# Different personal statements for different universities?



## gotenda (Nov 6, 2017)

Hello, graduate school hopefuls!

This may come off as a dumb question (I'm sorry), but are you all making different personal statements for each University? 

I am currently applying to NYU and Columbia University (both MFA in Filmmaking / Directing), and had initially made different personal statements/autobiographical essay for each... but came to realize that one came out better than the other. 

Although I realize each essay should somehow be tailored to a particular school, the mechanics of personal statements for the universities don't go far off. They basically ask you your goals as a filmmaker, and the stories you want to tell, etc etc. 

I am freaking out, because I was thinking of using the _better_ PS and just tweaking some parts a bit to cater to the particular universities. Am I the only one doing this? Is this an unwise decision?

Help, welp!


----------



## Kira (Nov 7, 2017)

If it is better, then use it.
You don't need to make more work for yourself


----------



## Operator (Nov 9, 2017)

Keep in mind there maybe be professors who teach at both universities that may see the same letter.


----------



## Kira (Nov 9, 2017)

Operator said:


> Keep in mind there maybe be professors who teach at both universities that may see the same letter.

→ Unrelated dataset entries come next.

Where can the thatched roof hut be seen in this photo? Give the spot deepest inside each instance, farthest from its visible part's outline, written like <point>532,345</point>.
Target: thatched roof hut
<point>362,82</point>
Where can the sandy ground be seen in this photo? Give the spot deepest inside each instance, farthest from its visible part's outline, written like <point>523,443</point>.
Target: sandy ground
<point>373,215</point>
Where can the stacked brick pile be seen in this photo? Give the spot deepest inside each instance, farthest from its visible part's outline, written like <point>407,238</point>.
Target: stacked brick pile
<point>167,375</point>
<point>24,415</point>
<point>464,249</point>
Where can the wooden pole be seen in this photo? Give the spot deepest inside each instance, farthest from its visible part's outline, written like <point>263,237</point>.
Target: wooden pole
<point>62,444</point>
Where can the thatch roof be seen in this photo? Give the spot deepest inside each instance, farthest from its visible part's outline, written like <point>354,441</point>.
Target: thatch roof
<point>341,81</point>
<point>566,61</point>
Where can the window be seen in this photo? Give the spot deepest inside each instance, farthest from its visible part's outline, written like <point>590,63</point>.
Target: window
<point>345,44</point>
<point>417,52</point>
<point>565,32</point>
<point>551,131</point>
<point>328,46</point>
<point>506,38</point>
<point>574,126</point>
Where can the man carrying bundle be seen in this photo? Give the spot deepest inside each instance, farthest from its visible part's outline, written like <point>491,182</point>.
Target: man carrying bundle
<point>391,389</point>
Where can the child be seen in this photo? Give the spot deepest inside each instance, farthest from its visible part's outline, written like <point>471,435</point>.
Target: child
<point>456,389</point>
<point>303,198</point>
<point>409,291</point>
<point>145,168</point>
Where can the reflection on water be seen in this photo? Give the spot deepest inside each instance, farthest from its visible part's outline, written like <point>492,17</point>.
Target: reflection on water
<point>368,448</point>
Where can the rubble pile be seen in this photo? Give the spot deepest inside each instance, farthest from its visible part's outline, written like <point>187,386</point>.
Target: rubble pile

That's true. Take the aspects of the one that's better and apply to the former? Doesn't have to be a total replicant.


----------



## cakeislife (Nov 9, 2017)

Operator said:


> Keep in mind there maybe be professors who teach at both universities that may see the same letter.


But I thought only the admission officers would be able to see the PS?


----------



## Kira (Nov 9, 2017)

cakeislife said:


> But I thought only the admission officers would be able to see the PS?


Well, I believe there is an admissions committee that's made up of screenwriting professors at the university. At USC, a professor read my application and brought it to the attention of the admissions committee. Same with UCLA - the screenwriting professor had read my application material before my interview.


----------